Sie sehen, es gibt dadurch Probleme, dass es medizinische Möglichkeiten gibt, Menschen zu helfen. Es will einem nicht so leicht in den Kopf, dass gerade die Möglichkeiten, die in der Medizin entwickelt werden, Menschen zu helfen, also ein menschenwürdiges Leben zu ermöglichen, immer wieder auch Probleme erzeugen. Die gerechte Verteilung von Spenderorganen ist eines dieser Probleme. Es gibt viele andere. Man könnte jetzt beliebig tief in diese Problematik von Organspenden eintreten.
Es gibt nicht nur Organspenden, die von Toten für Lebendige gemacht werden, sondern auch von Lebenden für Lebende.
Nieren können zum Beispiel von Lebenden an Lebende übertragen werden. Es gibt also eine ganze Vielfalt von Möglichkeiten, Menschen, die eine Niere benötigen, zu helfen. Aber die ethischen Probleme sind ebenso vielfältig. Es ist nicht immer das gleiche Problem. Die „Lebendspende“ enthält eine ganze Reihe anderer Probleme als die sogenannte „post mortem“, also die Spende, die erst nach dem Tod des Spenders möglich ist. Welche?
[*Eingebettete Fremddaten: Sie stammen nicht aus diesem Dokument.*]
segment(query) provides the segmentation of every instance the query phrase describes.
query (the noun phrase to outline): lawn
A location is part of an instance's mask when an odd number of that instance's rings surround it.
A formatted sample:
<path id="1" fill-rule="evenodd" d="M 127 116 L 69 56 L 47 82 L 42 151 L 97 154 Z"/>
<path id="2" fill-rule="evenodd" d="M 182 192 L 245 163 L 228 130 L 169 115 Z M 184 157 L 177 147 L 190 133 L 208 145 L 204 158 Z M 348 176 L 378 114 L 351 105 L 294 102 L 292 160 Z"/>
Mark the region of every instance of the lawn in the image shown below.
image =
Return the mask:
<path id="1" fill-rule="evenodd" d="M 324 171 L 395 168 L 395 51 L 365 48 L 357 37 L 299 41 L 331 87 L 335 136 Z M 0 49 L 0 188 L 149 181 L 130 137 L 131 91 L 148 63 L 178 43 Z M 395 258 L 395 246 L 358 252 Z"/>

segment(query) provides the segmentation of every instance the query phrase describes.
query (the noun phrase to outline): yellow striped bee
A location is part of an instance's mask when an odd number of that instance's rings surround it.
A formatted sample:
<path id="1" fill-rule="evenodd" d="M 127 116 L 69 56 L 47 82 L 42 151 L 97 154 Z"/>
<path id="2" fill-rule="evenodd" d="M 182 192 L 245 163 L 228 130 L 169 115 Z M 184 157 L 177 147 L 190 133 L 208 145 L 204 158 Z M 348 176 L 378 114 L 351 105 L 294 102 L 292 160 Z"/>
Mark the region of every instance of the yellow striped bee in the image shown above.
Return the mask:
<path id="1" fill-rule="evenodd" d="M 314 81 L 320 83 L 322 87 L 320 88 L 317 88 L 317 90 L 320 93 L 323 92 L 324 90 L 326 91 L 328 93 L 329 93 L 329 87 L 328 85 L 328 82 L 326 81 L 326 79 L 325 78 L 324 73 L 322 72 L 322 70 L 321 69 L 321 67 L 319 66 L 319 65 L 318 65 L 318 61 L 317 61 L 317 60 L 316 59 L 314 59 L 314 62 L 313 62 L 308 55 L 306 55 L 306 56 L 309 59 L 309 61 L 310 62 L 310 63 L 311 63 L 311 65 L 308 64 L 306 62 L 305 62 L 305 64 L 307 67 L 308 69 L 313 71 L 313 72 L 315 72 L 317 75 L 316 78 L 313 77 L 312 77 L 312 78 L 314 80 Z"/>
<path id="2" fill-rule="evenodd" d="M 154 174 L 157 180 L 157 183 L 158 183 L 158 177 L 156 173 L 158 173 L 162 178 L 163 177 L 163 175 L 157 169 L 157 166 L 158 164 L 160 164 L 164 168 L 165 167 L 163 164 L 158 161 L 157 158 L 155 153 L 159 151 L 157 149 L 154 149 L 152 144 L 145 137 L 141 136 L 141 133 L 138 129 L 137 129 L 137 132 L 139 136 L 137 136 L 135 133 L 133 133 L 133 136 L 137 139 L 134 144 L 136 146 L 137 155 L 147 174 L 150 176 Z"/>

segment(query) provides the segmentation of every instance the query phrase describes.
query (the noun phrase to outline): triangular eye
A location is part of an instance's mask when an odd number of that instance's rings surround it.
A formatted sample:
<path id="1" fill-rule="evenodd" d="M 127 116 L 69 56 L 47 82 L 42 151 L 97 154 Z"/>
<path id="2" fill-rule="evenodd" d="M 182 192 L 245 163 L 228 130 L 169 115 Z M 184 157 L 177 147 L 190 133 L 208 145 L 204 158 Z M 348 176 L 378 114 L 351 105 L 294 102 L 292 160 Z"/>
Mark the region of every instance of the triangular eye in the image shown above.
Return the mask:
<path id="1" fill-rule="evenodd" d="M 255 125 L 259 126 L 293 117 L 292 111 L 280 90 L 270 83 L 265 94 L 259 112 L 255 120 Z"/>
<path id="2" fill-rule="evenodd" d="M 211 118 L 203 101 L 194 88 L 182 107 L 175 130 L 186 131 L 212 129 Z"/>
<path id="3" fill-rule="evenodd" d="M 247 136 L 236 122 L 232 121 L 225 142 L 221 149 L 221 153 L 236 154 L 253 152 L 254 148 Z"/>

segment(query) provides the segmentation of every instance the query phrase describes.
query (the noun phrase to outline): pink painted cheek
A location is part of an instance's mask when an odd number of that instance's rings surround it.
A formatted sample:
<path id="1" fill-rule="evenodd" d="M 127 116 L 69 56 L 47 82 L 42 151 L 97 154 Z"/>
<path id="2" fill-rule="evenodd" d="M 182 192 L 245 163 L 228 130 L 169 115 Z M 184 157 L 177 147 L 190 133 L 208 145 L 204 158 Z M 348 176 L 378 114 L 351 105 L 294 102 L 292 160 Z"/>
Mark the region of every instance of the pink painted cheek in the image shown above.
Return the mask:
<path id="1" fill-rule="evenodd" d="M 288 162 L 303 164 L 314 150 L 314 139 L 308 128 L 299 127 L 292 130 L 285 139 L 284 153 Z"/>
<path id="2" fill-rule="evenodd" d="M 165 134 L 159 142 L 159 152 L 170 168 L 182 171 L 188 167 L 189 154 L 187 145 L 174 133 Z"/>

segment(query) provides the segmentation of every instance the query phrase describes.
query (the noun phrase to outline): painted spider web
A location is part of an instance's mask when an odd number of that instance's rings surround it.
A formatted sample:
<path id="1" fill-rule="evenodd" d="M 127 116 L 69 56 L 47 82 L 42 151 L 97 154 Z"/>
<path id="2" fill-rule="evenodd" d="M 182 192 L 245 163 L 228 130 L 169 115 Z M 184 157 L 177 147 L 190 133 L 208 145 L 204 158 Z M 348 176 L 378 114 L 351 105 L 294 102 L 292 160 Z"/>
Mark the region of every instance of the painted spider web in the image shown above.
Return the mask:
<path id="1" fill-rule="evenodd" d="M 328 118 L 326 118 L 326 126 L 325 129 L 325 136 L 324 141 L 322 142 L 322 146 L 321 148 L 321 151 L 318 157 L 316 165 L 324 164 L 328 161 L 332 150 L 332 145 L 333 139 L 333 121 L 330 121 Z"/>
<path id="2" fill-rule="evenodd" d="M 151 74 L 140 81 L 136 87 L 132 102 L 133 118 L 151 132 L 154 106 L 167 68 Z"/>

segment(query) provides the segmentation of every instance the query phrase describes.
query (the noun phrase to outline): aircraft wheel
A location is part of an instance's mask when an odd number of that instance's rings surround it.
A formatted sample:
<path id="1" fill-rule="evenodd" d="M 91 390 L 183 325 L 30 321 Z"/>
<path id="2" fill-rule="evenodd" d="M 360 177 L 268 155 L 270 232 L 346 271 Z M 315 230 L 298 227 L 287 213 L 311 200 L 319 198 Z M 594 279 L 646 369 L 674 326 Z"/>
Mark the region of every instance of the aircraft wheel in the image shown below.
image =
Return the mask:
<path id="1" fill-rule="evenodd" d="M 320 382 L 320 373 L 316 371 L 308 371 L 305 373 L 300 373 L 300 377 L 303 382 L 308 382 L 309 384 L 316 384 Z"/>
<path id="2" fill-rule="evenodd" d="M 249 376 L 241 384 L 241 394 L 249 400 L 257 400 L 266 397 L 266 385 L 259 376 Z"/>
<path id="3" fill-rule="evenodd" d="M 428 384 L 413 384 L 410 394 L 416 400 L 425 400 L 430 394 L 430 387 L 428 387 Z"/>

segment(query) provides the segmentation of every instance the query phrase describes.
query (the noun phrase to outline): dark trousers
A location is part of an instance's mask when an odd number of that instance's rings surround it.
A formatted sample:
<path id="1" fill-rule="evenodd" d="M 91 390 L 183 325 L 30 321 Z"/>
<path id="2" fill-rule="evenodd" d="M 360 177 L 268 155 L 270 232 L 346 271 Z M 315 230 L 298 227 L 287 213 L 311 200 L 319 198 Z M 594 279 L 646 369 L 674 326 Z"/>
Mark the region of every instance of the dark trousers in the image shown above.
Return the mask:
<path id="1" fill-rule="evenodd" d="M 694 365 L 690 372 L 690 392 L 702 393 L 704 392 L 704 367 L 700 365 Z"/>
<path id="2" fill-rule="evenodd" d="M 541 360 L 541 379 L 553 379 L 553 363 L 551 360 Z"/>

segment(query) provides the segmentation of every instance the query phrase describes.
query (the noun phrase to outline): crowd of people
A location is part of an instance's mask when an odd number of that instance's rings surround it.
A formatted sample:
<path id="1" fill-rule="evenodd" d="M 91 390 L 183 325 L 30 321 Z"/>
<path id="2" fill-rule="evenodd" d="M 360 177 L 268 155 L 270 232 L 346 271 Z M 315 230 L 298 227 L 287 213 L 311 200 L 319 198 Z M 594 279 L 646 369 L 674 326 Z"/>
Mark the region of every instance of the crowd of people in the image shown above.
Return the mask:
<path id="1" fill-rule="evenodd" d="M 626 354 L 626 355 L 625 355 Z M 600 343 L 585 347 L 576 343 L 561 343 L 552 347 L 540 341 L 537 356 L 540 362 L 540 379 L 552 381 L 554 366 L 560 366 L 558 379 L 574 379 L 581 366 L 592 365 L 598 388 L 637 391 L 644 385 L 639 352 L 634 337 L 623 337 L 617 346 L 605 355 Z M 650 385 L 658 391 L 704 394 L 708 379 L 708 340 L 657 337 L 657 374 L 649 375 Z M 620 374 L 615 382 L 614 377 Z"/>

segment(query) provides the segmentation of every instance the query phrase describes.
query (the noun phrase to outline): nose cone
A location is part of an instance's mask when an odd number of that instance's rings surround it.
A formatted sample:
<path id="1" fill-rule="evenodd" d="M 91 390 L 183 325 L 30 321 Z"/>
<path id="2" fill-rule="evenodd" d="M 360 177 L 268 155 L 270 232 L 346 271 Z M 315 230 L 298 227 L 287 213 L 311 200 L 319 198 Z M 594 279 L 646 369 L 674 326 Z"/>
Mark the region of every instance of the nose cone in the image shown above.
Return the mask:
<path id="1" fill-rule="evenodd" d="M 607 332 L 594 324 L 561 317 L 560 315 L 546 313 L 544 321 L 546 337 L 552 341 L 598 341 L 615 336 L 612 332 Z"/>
Zunächst einmal sollen ja alle Spenden ohne ein wirtschaftliches Interesse angeboten werden. Das ist bei Patienten, die verstorben, verunfallt sind, kein Problem. Aber bei der Lebendspende ist es ein Problem. Es kann ja sein, dass jemand sein Organ verkaufen will oder dass jemand einen Vorteil erhält oder versprochen bekommen hat, wenn er ein Organ spendet.